Returns for small investors
Invest-for-return is a fundamental market rule. However, many listed companies in China seem all too happy to take the investment but ignore the return and are content to play deaf and dumb when it comes to return dividends for investors.
Statistics show that the net profit for listed companies in 2010 was 1.68 trillion yuan ($264 billion), but the total cash dividends paid out amounted to only 498 billion yuan, less than 30 percent of the net profit.
In fact, more than 200 companies found that they did not give any dividends at all that year.
Yet the hunger of companies for financing is seemingly insatiable. They not only seek large sums of money from initial public offerings (IPOs), they also seek funds from investors through refinancing.
But the lack of return dividends means investors are unable to pursue long-term value investing and are forced instead to seek a return from stock price differences.
However, the healthy development of the domestic market hinges on investors obtaining reasonable returns from value investments.
So the new rule recently issued by the China Securities Regulatory Commission is a welcome move that will help promote long-term value investing and the stable development of the market.
The new rule requires listed companies to improve their returns to investors and to specify their rules of return.

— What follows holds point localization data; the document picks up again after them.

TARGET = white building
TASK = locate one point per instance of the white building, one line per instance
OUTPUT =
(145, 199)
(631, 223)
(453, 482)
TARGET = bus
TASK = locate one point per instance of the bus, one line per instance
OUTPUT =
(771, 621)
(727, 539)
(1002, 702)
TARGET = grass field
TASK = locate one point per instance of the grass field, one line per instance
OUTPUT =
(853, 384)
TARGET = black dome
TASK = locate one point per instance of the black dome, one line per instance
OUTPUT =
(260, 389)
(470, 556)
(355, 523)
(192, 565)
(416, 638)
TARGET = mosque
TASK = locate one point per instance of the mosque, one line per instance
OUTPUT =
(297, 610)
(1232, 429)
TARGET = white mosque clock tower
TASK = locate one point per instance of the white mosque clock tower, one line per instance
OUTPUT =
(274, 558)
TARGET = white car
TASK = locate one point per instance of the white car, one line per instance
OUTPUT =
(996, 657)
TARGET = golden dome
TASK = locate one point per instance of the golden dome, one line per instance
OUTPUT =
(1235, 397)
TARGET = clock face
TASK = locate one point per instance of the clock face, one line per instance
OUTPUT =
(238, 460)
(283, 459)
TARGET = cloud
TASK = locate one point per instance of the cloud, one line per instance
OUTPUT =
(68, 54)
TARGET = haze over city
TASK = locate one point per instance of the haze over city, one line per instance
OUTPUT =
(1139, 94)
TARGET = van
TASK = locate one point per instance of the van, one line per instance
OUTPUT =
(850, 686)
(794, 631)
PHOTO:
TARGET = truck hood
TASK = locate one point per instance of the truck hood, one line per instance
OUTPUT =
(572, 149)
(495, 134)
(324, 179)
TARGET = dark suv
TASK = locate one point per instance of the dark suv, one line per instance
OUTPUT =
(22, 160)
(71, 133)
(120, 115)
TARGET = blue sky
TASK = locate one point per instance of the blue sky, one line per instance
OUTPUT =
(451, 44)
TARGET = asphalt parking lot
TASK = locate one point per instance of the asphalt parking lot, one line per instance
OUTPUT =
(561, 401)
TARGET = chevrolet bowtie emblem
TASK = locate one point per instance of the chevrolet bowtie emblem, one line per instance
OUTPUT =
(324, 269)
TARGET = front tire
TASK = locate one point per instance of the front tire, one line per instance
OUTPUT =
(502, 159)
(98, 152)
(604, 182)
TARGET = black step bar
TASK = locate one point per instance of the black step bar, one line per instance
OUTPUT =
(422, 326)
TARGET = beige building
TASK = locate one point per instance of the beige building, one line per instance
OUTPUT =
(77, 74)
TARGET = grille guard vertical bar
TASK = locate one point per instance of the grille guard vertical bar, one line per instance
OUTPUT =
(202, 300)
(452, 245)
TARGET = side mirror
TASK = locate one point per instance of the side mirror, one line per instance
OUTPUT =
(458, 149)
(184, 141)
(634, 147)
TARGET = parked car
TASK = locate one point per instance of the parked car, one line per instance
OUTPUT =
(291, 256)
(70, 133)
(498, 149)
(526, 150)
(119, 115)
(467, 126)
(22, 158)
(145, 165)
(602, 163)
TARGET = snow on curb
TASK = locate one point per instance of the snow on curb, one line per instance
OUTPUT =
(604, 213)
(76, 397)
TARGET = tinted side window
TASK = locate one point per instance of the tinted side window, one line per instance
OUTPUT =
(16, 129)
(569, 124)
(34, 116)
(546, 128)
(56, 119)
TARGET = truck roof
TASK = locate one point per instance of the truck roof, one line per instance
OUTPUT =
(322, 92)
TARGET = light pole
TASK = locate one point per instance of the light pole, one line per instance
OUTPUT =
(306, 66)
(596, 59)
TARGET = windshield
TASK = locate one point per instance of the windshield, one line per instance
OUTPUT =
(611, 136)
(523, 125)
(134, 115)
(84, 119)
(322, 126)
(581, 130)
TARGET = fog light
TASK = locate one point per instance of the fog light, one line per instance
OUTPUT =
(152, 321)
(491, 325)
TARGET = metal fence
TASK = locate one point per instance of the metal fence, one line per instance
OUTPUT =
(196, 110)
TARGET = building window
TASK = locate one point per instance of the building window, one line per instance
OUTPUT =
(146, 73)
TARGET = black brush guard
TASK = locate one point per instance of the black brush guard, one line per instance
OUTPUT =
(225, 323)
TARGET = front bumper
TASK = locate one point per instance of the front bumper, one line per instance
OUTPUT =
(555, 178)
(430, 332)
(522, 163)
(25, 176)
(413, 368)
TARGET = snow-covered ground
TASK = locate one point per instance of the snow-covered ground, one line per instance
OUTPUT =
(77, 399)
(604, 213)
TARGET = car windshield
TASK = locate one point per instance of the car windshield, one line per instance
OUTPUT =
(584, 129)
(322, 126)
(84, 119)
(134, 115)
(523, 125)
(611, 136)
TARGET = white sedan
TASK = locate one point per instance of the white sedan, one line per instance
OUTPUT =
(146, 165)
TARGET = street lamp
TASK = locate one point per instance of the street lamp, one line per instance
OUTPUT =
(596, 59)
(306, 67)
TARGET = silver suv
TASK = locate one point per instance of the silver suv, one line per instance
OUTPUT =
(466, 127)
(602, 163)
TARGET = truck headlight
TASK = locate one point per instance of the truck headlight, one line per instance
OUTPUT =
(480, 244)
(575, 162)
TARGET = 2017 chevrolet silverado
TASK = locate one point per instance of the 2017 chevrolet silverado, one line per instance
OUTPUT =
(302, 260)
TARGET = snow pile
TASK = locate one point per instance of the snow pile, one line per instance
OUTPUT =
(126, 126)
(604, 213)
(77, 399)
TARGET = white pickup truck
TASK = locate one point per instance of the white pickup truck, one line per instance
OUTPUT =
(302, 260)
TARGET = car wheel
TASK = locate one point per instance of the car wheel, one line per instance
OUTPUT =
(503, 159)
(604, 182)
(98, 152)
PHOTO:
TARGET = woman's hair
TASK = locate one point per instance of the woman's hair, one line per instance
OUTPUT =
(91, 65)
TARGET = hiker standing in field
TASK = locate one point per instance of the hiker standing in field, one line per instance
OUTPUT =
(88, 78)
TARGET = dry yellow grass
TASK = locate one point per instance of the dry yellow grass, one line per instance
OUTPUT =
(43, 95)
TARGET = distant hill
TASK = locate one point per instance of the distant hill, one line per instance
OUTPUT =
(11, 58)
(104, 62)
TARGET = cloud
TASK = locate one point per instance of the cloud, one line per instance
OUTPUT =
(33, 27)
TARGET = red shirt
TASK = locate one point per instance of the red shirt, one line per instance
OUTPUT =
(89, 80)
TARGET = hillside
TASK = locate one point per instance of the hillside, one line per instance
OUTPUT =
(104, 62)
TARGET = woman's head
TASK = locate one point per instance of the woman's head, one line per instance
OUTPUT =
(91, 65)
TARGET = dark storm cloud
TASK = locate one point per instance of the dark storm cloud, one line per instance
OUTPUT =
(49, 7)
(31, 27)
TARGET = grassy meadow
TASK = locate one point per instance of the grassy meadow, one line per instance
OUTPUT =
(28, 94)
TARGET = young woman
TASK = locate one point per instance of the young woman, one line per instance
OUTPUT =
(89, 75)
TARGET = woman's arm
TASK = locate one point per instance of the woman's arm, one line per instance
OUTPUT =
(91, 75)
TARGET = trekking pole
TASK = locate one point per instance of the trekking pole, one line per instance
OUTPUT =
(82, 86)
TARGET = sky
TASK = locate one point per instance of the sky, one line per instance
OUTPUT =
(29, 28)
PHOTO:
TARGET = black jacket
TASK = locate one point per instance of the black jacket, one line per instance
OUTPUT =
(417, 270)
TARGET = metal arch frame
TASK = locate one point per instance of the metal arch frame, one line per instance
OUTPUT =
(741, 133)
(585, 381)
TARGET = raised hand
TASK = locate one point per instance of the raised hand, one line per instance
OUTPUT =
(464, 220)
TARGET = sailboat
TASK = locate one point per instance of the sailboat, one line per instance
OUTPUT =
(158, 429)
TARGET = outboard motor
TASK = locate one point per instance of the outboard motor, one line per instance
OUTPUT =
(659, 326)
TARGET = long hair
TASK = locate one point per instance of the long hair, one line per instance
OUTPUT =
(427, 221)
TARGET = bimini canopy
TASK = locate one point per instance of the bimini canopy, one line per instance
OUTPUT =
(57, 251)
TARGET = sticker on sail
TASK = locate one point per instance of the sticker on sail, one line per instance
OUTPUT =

It also requires companies planning to list to clarify their dividend policies and dividend plans in their IPOs.
Investors will now be able to pay more attention to the investment value and long-term development of enterprises, rather than relying on speculative trading to make money.
For enterprises, the new rule will act as a kind of institutional constraint. Financing through the stock market will no longer be a low-cost option and they will have to fulfill their responsibilities and obligations to investors.
However, the higher price earning ratios and offering prices of shares issued means that the costs and rates of return are different for big and small shareholders, and there are concerns that most returns will be pocketed by the largest shareholders and small investors' profits will remain low.
Supporting institutional reforms are needed to lower the offering price of IPOs and new share issues and to end the dividends tax. These will strengthen the initiative of listed companies to share the dividends with small investors as well.